Andrew Smith completed his PhD at the University of Western Ontario in 2005. He now teaches international business and business history at the University of Liverpool, England, and lives in Paris with his family.

I was the expert witness in R. v. Comeau, a New Brunswick court case about interprovincial trade barriers that has serious implications for a number of sectors of the Canadian economy.

The case involves Section 121 of the Constitution Act, 1867, which declared that there should be interprovincial free trade. The case centres on a man who purchased a number of cases of beer in Quebec in 2012 and then drove back into New Brunswick, where the RCMP confiscated the beer. In court, I reported that Confederation was intended, in part, as a means of eliminating trade barriers within British North America. I informed the court that laws that create interprovincial trade barriers are thus anathema to the spirit of Confederation. The court will now need to decide whether such laws are constitutional.

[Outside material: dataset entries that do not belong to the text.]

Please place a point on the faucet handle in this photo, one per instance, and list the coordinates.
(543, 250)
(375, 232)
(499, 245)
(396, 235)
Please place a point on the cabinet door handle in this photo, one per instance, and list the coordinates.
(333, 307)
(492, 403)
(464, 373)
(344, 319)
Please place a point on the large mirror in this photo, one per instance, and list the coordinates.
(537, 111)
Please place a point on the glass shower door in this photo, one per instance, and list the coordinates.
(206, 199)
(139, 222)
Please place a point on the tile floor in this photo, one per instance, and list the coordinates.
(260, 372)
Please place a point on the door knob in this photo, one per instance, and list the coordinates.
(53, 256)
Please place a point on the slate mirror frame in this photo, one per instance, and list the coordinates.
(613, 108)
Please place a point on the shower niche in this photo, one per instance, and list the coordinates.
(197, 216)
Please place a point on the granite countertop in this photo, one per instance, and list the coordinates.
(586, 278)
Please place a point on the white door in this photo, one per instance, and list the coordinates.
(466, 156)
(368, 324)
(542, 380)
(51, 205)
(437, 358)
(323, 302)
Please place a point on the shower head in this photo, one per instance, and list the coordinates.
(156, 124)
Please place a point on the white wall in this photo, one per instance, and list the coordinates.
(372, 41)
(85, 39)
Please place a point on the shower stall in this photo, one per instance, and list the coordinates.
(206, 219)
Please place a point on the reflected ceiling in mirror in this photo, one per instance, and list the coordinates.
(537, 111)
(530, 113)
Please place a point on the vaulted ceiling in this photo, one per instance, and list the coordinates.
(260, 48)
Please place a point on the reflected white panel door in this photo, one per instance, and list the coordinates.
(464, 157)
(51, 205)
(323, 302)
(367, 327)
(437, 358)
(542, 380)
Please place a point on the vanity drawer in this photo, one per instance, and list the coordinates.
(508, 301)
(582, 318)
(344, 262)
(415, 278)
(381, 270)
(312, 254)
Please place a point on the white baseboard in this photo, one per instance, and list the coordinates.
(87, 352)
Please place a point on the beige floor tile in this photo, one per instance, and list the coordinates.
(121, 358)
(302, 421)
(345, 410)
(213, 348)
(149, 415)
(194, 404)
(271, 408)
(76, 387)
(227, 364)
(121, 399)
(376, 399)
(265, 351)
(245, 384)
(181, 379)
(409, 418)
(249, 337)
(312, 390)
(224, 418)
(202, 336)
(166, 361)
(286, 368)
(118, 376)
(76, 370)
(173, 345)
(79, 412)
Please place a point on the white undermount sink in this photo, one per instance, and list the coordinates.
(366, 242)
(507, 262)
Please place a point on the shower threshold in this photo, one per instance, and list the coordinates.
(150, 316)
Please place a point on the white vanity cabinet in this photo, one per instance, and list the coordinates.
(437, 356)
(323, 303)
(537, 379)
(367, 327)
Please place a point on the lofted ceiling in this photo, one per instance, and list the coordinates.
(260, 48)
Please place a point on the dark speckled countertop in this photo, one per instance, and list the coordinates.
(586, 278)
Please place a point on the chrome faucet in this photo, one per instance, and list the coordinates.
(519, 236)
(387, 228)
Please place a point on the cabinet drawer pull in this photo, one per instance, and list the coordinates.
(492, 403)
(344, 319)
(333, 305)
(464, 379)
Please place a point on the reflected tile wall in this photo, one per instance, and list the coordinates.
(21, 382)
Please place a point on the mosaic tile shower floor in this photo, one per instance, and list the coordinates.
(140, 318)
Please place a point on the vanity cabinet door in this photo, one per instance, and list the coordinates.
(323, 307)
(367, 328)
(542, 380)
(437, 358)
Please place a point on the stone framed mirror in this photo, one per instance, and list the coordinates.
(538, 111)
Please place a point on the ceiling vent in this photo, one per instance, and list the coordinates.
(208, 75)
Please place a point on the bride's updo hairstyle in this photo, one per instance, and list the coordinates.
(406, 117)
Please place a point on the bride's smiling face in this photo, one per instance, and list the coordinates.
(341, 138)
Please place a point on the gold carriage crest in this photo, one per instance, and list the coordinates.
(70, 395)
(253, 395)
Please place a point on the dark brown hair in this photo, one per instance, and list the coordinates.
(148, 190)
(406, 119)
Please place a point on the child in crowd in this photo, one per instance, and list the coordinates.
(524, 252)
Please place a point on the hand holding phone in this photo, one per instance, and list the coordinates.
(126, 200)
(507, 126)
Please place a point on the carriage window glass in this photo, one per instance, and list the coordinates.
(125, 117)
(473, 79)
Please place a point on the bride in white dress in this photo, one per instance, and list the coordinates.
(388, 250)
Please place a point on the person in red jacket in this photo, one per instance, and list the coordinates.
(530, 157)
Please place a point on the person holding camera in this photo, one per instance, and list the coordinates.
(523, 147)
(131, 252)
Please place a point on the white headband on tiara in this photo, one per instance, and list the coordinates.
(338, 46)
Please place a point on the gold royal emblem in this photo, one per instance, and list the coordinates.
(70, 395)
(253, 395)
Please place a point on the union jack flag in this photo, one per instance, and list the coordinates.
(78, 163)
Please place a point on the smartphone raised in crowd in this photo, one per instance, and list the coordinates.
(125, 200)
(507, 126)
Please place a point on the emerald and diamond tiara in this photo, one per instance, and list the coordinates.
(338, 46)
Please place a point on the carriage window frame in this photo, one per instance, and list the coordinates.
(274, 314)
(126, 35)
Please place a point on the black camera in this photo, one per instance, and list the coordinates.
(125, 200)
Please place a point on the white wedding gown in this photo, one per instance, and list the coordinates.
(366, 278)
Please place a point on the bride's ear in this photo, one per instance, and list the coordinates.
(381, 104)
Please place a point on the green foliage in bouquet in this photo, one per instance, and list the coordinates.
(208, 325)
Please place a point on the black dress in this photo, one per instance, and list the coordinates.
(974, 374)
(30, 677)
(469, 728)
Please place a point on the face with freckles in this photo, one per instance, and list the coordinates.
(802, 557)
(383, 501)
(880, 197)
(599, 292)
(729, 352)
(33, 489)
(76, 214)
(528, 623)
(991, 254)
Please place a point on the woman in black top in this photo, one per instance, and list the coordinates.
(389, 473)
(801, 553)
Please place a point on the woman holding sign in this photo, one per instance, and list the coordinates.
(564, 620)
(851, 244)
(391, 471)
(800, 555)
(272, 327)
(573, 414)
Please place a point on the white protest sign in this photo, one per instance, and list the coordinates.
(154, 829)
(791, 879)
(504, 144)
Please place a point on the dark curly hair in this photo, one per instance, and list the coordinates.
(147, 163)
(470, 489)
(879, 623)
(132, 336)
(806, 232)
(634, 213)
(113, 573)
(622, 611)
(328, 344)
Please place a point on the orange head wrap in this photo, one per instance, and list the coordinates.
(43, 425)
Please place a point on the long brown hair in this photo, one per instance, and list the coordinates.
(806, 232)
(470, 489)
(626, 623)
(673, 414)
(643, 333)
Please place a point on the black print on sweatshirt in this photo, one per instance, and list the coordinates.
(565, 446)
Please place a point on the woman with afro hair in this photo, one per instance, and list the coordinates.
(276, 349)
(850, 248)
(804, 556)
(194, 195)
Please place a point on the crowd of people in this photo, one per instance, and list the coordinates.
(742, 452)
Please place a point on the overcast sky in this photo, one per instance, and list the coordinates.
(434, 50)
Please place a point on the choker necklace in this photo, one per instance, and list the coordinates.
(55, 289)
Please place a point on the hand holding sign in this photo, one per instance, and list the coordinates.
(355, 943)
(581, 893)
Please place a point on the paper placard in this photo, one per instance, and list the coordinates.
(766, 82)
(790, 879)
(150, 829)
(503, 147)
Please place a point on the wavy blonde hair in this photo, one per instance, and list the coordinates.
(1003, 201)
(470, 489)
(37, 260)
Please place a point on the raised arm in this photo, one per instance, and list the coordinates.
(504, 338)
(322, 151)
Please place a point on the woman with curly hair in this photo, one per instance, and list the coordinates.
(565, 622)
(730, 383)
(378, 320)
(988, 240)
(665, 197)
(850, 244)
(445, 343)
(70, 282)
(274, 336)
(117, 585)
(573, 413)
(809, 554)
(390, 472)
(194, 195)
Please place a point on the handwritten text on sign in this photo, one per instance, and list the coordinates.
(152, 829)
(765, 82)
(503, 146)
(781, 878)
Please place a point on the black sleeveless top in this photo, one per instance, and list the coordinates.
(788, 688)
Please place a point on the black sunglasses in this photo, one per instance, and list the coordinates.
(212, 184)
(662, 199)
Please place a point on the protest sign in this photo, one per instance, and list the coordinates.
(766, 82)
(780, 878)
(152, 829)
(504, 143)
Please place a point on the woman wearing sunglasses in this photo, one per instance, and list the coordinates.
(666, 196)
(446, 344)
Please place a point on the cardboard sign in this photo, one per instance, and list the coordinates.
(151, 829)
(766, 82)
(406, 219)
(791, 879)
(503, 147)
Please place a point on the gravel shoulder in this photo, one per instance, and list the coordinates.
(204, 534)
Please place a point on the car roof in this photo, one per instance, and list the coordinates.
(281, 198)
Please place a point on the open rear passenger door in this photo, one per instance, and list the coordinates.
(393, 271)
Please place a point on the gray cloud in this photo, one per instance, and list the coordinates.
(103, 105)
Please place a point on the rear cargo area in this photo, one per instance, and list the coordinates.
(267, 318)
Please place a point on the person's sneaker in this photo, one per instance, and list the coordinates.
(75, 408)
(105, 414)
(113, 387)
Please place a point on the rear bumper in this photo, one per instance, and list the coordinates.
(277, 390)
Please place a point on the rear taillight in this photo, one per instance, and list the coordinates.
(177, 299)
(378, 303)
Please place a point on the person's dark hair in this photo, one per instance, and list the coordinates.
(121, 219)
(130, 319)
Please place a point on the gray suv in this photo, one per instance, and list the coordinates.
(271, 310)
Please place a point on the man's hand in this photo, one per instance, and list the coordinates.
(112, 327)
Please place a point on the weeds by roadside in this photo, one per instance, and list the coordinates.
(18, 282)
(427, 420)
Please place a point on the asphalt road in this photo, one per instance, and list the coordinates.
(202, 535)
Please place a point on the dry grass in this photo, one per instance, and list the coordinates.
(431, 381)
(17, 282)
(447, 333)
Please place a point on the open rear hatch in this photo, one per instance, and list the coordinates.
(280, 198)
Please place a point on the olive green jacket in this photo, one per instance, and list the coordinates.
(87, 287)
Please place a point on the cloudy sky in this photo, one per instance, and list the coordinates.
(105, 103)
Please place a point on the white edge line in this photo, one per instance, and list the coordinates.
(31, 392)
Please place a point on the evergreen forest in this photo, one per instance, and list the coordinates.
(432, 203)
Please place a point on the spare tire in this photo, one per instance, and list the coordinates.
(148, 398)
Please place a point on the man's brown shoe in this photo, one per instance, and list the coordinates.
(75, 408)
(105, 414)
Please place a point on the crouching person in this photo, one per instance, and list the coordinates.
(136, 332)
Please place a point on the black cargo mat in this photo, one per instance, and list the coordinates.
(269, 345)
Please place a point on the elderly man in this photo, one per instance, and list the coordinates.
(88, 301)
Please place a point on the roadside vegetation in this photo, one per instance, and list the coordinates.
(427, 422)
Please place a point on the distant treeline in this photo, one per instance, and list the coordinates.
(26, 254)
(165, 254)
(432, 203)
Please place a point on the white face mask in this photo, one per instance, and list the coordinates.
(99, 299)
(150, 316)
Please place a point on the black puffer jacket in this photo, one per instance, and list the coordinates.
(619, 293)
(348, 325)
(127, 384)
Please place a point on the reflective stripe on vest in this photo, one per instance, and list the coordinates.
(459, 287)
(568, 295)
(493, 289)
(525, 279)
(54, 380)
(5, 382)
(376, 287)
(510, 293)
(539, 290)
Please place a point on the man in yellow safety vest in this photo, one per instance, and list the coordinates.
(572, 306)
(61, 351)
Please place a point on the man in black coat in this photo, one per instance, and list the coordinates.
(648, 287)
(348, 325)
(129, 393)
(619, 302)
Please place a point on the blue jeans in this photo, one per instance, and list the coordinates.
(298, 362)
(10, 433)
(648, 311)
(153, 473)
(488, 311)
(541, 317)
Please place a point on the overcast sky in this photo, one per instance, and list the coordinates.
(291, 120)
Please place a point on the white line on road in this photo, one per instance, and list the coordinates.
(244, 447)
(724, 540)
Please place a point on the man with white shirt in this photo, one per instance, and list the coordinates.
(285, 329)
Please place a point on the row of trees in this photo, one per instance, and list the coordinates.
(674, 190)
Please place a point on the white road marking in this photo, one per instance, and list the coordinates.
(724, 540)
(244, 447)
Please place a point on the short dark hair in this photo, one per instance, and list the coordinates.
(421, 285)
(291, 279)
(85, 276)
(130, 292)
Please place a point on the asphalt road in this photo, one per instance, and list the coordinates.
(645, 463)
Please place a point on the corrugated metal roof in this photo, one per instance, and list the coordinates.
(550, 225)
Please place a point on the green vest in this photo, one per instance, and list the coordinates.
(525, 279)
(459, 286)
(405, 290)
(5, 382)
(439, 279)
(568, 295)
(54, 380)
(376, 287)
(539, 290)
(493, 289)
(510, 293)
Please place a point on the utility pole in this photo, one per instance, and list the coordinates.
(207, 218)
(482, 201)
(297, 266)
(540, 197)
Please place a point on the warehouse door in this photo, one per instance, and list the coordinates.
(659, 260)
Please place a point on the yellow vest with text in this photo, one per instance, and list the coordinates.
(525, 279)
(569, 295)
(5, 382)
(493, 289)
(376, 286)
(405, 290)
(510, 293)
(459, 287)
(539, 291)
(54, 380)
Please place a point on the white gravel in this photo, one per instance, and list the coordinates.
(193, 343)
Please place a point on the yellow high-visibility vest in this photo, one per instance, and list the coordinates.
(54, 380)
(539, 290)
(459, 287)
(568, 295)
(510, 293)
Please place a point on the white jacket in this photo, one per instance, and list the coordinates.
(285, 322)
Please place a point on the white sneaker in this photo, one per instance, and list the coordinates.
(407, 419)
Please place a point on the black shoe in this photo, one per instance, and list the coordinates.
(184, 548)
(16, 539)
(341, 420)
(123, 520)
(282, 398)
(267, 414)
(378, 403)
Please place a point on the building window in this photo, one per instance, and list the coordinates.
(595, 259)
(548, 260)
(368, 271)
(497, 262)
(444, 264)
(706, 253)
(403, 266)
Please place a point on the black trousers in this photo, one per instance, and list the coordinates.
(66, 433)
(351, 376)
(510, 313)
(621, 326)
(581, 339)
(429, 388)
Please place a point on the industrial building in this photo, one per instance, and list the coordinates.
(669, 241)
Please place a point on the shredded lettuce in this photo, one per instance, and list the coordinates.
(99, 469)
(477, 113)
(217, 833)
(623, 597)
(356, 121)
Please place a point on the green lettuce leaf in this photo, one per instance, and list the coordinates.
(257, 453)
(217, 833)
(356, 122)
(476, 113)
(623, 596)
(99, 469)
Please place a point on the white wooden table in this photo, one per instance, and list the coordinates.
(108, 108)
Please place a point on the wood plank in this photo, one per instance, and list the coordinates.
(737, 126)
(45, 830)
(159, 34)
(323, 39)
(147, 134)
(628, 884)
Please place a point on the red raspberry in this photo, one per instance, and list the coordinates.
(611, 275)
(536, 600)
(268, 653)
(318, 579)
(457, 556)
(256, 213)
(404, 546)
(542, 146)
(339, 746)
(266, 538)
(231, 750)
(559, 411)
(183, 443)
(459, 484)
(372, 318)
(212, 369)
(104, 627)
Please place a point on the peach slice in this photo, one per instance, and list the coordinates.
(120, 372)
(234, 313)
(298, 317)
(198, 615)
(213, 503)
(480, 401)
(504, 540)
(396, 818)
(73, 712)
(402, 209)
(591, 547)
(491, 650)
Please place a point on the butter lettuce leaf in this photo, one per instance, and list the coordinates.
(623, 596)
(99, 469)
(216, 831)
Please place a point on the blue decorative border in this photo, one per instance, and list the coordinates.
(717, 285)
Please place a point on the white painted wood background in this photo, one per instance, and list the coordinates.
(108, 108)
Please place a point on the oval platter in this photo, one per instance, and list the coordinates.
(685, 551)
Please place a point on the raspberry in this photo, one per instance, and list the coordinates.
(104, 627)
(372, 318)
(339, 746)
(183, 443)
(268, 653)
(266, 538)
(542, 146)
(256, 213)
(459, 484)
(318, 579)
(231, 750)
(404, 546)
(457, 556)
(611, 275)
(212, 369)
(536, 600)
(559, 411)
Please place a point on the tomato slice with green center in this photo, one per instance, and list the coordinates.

During my visit to New Brunswick, I was astonished by the degree to which the court case had captured the attention of locals, especially beer consumers and tradespeople who have been excluded from Quebec construction sites. I overhead one man declaring that because of today's restrictions on interprovincial trade, "Les Pères de la Confédération doivent se retourner dans leur tombes" – the Fathers of Confederation must be spinning in their graves.

It's rare for a business historian or any other management academic to be called as an expert witness in a constitutional law case. However, since my PhD thesis was on the role of business in the creation of the Canadian Constitution, I'm qualified to speak to what the framers intended when they drafted Section 121. The fact that I now teach about globalization and international trade deals to business students makes me appreciate the sheer wisdom of the drafters of the British North America Act in attempting to preclude any post-Confederation backsliding into interprovincial protectionism.

Canada is not the only federal system to confront the problem of internal trade barriers, as there is a natural tendency for subnational units to drift into protectionism.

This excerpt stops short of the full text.